The aim of this blog is to serve as a meeting point to those who study or have studied English philology and, more broadly, to all those who love literature and language.

12 Feb 2009


A bit late, but still in time to celebrate Charles Darwin's 200th birthday, I'd like to devote a post to this influential scientist.

Although Darwin's work did not constitute an object of study in Filología Inglesa, at least at the UNED, the effect of his theories on literature, especially in the first half of the 20th century, were part of the syllabus for PENSAMIENTO Y CREACION LITERARIA INGLESA EN EL SIGLO XX. Defenders and opponents to Darwinism raised a social debate that permeated different spheres of culture. The ideas of 'evolution' and 'degeneration' took shape in literary works such as H.G.Wells's The Time Machine.

Having a look at some websites with contents related to Darwin, I've come across this Open University page, which among facts and other kinds of information, invites us to "monkey around a little". I've followed their advice and saw my (d)evolution!

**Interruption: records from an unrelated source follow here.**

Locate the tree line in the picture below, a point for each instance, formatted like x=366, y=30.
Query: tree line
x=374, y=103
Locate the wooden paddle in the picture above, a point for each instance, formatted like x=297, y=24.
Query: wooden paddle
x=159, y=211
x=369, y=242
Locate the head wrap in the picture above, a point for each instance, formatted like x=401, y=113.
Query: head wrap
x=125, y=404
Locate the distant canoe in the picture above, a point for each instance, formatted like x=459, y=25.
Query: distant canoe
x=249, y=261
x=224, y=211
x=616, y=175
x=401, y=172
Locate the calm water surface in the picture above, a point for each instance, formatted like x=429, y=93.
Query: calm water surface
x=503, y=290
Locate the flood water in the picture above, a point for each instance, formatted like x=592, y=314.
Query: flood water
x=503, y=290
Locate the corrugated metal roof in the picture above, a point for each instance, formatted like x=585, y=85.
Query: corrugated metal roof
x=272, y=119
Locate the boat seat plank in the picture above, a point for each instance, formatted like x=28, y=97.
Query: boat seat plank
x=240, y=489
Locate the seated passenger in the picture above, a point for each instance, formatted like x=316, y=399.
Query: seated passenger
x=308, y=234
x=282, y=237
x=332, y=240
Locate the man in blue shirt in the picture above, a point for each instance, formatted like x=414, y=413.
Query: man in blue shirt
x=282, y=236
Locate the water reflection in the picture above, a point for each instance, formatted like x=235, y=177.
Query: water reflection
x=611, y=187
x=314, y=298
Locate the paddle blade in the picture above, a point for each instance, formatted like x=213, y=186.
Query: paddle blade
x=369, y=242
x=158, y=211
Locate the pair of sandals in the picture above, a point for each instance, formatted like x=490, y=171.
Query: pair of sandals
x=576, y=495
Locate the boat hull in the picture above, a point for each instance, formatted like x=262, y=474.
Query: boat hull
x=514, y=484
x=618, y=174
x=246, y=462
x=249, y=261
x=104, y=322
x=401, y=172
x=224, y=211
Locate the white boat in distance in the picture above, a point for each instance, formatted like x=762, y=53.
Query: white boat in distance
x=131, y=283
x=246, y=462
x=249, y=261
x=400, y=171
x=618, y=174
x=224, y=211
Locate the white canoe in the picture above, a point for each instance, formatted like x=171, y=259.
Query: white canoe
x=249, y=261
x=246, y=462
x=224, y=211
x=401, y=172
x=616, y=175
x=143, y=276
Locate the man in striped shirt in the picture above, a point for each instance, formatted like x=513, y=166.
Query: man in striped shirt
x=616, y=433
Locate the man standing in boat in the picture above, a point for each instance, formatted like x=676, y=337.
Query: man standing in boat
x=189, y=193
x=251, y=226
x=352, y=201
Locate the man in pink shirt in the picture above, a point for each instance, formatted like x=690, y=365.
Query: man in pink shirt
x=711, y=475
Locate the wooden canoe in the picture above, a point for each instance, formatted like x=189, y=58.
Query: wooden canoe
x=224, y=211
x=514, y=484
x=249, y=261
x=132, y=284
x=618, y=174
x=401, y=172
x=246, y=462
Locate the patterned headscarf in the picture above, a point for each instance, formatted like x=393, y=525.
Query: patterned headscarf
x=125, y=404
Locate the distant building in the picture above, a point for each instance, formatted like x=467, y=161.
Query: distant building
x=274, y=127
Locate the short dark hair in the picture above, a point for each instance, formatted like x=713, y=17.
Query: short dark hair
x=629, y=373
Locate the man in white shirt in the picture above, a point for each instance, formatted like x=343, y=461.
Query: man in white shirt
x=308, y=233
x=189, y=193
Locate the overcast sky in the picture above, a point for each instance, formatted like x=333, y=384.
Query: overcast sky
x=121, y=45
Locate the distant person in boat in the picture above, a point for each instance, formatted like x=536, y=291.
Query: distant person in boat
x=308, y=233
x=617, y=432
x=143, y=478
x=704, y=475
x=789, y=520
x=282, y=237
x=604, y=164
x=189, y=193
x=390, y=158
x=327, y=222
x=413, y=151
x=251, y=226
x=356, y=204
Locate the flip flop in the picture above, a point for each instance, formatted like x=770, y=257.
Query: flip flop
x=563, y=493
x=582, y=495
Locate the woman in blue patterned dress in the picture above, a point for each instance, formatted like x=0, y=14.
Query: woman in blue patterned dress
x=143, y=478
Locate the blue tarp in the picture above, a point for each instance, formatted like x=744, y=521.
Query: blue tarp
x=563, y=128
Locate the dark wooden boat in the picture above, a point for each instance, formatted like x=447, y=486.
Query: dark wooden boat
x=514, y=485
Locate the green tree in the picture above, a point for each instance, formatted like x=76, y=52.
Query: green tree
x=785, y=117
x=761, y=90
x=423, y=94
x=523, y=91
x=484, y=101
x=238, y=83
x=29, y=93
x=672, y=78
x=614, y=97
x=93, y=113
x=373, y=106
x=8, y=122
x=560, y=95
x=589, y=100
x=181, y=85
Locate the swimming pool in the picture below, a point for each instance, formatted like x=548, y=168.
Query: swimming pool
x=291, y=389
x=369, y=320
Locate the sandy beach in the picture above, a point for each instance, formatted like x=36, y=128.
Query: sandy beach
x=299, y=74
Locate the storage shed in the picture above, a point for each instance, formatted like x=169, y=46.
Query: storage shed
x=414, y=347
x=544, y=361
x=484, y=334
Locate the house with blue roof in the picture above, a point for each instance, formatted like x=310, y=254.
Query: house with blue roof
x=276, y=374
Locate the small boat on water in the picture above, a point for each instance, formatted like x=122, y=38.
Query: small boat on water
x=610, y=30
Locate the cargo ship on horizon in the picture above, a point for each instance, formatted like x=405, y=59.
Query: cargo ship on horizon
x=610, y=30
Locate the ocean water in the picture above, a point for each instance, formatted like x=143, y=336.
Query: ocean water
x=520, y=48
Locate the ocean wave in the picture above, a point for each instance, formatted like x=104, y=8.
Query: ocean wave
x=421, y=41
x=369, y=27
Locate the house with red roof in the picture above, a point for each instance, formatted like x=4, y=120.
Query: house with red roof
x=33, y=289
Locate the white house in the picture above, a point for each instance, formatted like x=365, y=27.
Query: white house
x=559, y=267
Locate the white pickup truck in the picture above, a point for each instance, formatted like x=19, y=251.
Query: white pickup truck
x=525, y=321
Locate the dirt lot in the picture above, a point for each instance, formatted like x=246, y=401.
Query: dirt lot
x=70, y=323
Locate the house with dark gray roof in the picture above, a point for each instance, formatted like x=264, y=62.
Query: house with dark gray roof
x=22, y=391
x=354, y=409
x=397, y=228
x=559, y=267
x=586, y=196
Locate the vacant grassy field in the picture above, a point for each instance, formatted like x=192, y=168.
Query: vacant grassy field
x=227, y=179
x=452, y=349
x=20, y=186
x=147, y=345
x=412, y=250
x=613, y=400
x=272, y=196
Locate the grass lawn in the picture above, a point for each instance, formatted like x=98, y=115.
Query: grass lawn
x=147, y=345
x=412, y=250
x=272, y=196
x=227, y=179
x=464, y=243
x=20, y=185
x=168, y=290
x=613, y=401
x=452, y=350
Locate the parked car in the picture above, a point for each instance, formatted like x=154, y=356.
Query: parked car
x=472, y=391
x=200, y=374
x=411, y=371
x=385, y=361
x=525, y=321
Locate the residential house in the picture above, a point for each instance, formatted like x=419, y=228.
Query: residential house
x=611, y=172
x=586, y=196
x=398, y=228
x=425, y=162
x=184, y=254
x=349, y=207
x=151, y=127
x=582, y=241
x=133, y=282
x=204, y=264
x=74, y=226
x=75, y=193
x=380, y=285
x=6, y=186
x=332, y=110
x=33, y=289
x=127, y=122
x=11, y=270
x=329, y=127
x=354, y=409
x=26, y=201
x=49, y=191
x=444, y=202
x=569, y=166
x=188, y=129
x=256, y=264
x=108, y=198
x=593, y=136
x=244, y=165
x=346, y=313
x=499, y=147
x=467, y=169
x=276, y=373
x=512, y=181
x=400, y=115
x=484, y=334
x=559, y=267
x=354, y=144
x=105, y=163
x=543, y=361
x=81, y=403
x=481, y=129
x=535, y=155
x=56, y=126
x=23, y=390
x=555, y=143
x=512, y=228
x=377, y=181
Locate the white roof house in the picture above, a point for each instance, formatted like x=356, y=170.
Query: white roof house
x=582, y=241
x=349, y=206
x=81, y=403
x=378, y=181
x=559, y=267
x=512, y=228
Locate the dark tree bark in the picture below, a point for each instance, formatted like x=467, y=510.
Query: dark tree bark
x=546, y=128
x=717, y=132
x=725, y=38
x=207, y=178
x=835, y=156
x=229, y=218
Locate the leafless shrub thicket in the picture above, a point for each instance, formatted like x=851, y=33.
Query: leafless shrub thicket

  1. It´s amazing to see how many people, after 200 years, still regard Evolution as a fantasy. At the end of the day, people believe just what they want to believe and proofs mean nothing, absolutely nothing.
    Juan F.

  2. Today I read this in Scientific American:
    - But if you want to read a GREAT novel on Charles Darwin's Beagle journey, try THIS THING OF DARKNESS, by Harry Thompson. Memorable.